Entwistle, Elizabeth M.; Zak, Donald R.; Argiroff, William A. (2017), Data from: Anthropogenic N deposition increases soil C storage by reducing the relative abundance of lignolytic fungi, Dryad, Dataset, https://doi.org/10.5061/dryad.5bv7p

Abstract

Atmospheric nitrogen (N) deposition has increased dramatically since preindustrial times and continues to increase across many regions of the Earth. In temperate forests, this agent of global change has increased soil carbon (C) storage, but the mechanisms underlying this response are not understood. One long-standing hypothesis proposed to explain the accumulation of soil C proposes that higher inorganic N availability may suppress both the activity and abundance of fungi which decay lignin and other polyphenols in soil. In field studies, elevated rates of N deposition have reduced the activity of enzymes mediating lignin decay, but a decline in the abundance of lignolytic fungi has not been definitively documented to date.

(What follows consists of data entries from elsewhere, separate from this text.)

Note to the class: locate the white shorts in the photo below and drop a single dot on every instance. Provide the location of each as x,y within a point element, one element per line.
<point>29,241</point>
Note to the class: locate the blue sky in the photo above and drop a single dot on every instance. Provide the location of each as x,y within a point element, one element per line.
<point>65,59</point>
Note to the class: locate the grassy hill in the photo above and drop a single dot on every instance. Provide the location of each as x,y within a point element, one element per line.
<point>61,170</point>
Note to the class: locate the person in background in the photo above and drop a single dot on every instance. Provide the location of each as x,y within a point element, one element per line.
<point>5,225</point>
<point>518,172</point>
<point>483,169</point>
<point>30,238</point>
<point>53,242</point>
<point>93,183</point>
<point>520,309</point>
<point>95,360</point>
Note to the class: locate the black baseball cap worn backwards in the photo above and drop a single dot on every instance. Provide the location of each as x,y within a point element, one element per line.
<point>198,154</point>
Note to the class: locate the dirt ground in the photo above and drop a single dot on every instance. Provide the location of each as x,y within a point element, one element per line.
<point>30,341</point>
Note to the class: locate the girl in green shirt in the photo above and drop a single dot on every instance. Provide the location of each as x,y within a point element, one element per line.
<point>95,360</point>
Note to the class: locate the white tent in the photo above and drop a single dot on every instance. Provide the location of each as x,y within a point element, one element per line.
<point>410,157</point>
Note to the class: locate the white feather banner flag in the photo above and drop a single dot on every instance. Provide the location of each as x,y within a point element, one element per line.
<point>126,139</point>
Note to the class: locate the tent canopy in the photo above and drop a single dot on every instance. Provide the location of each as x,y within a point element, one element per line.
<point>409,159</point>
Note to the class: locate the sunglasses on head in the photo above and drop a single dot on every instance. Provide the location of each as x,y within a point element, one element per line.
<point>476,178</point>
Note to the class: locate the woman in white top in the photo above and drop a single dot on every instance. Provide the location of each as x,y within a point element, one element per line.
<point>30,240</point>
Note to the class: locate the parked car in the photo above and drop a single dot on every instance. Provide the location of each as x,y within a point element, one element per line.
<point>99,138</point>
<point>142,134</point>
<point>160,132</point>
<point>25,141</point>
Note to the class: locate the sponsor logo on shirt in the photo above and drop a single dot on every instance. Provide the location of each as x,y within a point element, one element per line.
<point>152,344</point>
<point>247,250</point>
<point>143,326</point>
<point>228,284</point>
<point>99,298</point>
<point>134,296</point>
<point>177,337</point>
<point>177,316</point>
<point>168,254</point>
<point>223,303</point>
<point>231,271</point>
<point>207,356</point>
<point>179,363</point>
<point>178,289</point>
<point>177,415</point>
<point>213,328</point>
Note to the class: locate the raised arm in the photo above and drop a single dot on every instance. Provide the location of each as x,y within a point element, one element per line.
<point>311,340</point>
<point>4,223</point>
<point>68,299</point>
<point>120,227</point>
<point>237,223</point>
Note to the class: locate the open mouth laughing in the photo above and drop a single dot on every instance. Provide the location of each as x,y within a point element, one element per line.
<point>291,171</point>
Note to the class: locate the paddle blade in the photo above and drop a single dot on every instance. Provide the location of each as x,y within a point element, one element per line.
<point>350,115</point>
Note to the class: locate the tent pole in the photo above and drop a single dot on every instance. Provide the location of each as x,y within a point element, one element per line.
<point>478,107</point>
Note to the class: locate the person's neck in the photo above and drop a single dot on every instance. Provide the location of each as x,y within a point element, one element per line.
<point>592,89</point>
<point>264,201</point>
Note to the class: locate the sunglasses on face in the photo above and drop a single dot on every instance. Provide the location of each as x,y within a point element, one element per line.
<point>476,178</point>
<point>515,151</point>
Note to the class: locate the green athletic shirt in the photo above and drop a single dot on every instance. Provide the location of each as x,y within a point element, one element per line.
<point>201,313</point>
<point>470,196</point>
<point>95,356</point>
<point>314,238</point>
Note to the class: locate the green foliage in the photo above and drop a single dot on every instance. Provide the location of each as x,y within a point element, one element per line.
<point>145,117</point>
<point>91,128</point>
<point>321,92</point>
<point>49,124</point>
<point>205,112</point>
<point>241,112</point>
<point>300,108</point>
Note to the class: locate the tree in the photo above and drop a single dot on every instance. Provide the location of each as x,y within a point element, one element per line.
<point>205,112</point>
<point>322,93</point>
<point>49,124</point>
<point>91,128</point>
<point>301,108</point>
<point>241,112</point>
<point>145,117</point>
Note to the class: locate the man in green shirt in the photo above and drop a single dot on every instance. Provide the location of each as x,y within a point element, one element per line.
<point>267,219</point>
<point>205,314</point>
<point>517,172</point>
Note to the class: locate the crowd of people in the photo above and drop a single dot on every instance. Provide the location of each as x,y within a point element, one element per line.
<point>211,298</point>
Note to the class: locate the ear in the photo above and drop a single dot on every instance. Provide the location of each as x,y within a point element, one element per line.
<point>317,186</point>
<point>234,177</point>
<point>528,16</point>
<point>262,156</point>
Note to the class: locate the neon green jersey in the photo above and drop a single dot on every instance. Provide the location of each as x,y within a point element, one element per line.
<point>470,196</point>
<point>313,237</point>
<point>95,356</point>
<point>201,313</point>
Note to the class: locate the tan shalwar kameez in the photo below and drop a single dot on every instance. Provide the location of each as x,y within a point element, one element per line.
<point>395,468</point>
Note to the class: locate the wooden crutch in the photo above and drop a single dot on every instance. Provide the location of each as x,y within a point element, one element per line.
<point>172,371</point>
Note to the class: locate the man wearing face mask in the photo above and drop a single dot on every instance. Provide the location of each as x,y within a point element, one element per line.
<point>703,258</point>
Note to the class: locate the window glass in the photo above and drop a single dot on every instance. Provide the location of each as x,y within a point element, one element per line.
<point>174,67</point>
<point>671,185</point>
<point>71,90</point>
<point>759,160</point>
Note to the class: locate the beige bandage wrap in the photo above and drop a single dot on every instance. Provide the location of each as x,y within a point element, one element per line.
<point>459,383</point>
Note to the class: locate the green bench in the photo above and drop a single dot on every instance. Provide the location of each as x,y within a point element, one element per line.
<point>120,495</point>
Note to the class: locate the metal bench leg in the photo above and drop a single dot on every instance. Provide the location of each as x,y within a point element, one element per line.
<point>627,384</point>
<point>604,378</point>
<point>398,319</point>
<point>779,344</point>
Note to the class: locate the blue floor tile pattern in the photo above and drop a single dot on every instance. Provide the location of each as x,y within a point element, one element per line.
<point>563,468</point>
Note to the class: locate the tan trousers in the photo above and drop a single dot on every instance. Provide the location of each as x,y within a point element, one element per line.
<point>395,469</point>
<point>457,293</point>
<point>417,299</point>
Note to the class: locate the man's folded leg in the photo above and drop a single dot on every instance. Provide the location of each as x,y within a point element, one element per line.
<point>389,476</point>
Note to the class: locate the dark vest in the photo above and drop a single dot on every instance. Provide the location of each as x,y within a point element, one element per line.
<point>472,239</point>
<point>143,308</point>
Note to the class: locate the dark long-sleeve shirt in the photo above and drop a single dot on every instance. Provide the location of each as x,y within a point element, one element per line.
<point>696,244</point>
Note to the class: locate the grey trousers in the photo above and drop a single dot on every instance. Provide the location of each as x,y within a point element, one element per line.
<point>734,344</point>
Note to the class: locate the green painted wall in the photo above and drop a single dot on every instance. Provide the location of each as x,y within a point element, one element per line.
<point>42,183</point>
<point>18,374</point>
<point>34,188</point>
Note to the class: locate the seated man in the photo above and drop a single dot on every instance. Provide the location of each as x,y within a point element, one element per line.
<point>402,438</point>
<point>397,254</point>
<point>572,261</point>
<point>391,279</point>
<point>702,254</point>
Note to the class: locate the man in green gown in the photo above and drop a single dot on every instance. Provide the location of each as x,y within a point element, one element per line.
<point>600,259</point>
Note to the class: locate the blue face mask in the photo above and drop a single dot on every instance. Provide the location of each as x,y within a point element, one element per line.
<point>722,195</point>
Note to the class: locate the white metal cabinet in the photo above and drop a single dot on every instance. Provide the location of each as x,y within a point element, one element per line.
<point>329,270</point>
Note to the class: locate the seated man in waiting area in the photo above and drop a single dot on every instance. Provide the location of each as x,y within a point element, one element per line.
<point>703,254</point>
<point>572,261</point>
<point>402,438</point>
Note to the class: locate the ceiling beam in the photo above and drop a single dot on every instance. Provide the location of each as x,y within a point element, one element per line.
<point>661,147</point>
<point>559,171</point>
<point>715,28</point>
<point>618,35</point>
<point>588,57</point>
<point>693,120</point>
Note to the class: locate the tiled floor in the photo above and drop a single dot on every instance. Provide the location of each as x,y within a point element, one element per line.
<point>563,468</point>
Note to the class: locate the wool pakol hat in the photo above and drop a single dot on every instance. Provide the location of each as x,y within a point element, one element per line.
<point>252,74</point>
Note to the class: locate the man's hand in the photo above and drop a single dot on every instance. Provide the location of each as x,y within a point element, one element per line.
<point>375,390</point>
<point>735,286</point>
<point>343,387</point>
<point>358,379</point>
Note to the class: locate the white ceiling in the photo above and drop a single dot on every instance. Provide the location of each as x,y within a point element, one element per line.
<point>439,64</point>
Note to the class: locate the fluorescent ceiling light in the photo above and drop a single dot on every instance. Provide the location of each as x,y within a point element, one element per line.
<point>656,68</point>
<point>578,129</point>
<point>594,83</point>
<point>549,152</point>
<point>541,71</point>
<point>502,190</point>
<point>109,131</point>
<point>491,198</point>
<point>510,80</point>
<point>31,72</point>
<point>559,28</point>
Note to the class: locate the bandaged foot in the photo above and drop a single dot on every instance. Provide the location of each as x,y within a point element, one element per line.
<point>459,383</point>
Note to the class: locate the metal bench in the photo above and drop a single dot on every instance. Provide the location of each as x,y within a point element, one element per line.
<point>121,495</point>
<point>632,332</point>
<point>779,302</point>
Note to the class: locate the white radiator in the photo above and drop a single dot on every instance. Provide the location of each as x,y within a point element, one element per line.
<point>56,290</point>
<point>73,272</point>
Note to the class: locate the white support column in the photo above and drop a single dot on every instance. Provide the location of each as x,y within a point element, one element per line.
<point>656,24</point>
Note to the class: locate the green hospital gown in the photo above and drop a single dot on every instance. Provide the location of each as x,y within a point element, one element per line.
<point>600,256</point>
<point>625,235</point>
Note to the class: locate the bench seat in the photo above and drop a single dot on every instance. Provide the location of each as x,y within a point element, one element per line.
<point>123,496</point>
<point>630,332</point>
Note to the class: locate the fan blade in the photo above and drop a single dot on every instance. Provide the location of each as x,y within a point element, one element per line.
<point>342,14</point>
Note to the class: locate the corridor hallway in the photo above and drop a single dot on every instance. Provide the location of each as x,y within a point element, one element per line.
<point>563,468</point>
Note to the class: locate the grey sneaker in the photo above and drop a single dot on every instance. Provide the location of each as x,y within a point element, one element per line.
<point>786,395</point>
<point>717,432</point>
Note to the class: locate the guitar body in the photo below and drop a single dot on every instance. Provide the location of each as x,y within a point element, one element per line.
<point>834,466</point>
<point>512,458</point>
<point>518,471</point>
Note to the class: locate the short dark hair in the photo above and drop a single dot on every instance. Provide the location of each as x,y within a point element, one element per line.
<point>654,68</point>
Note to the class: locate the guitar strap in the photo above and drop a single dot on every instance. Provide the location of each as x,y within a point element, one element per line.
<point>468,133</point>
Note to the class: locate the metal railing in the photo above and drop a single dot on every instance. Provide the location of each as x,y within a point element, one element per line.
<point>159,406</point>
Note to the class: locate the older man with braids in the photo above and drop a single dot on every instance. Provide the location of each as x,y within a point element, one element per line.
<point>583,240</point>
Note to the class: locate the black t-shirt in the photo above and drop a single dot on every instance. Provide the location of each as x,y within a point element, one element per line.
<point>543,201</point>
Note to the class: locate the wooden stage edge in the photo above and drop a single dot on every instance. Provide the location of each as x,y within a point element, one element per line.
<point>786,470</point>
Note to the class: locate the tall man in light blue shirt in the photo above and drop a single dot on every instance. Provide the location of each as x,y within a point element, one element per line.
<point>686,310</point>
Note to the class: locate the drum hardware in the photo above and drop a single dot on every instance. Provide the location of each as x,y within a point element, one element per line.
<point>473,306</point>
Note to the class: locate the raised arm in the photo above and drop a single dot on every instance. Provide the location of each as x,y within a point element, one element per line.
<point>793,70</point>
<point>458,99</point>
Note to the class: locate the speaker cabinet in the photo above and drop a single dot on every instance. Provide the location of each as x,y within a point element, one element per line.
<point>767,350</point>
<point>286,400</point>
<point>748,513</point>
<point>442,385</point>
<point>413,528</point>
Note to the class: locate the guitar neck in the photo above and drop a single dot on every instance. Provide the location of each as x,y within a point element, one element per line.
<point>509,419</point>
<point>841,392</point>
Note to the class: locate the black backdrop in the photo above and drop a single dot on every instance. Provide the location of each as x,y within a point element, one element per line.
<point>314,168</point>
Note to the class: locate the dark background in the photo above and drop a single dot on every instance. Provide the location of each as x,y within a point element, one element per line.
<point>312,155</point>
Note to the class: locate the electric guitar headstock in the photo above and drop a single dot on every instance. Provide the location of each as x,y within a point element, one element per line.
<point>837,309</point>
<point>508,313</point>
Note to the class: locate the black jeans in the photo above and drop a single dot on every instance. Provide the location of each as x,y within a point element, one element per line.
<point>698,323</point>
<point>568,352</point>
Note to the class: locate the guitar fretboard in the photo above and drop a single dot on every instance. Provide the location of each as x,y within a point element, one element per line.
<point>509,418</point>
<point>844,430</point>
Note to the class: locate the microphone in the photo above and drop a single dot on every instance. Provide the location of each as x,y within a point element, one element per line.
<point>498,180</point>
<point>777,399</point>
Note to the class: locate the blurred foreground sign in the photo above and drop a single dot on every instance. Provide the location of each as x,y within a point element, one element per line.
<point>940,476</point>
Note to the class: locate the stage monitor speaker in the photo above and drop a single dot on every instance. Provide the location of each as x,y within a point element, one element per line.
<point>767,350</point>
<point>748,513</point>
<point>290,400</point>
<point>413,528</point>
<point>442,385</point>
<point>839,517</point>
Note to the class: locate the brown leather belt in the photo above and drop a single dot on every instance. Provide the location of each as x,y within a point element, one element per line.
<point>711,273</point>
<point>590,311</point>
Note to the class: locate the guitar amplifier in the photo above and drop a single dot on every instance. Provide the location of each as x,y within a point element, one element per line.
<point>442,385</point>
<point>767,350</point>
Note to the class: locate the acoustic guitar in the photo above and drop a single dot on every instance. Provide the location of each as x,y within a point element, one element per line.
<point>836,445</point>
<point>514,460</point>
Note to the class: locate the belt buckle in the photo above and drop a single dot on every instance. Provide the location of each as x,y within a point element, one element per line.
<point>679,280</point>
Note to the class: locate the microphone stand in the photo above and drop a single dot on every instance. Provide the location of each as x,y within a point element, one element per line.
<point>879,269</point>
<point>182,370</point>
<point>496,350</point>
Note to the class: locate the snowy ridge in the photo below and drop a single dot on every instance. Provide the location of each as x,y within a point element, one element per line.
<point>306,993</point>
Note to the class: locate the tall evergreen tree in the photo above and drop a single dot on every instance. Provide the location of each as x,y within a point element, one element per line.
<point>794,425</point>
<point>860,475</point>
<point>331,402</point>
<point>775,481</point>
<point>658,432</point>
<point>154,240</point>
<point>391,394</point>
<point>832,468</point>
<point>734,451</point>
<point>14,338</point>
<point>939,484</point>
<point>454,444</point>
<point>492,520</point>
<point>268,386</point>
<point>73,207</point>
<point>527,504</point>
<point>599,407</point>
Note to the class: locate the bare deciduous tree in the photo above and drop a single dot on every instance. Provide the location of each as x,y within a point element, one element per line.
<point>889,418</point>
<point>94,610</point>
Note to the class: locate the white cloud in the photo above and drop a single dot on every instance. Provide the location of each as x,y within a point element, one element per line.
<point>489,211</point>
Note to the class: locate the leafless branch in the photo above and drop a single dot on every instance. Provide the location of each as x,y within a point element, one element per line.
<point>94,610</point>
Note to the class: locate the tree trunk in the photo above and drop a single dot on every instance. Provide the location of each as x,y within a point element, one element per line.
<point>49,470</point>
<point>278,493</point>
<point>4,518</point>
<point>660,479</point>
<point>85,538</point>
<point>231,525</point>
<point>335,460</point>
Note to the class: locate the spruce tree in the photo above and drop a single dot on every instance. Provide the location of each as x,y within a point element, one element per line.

Here, we tested the hypothesis that elevated rates of anthropogenic N deposition reduce the abundance of lignolytic fungi. We conducted a field experiment in which we compared fungal communities colonizing low-lignin, high-lignin, and wood substrates in a northern hardwood forest that is part of a long-term N deposition experiment. We reasoned that, if lignolytic fungi decline under experimental N deposition, this effect should be most evident among fungi colonizing high-lignin and wood substrates. Using molecular approaches, we provide evidence that anthropogenic N deposition reduces the relative abundance of lignolytic fungi on both wood and a high-lignin substrate. Furthermore, experimental N deposition increased total fungal abundance on a low-lignin substrate, reduced fungal abundance on wood, and had no significant effect on fungal abundance on a high-lignin substrate. We simultaneously examined these responses in the surrounding soil and forest floor, in which we did not observe significant reductions in the relative abundance of lignolytic fungi or in the size of the fungal community; however, we did detect a change in community composition in the forest floor that appears to be driven by a shift away from lignolytic fungi and towards cellulolytic fungi. Our results provide direct evidence that reductions in the abundance of lignolytic fungi are part of the mechanism by which anthropogenic N deposition increases soil C storage.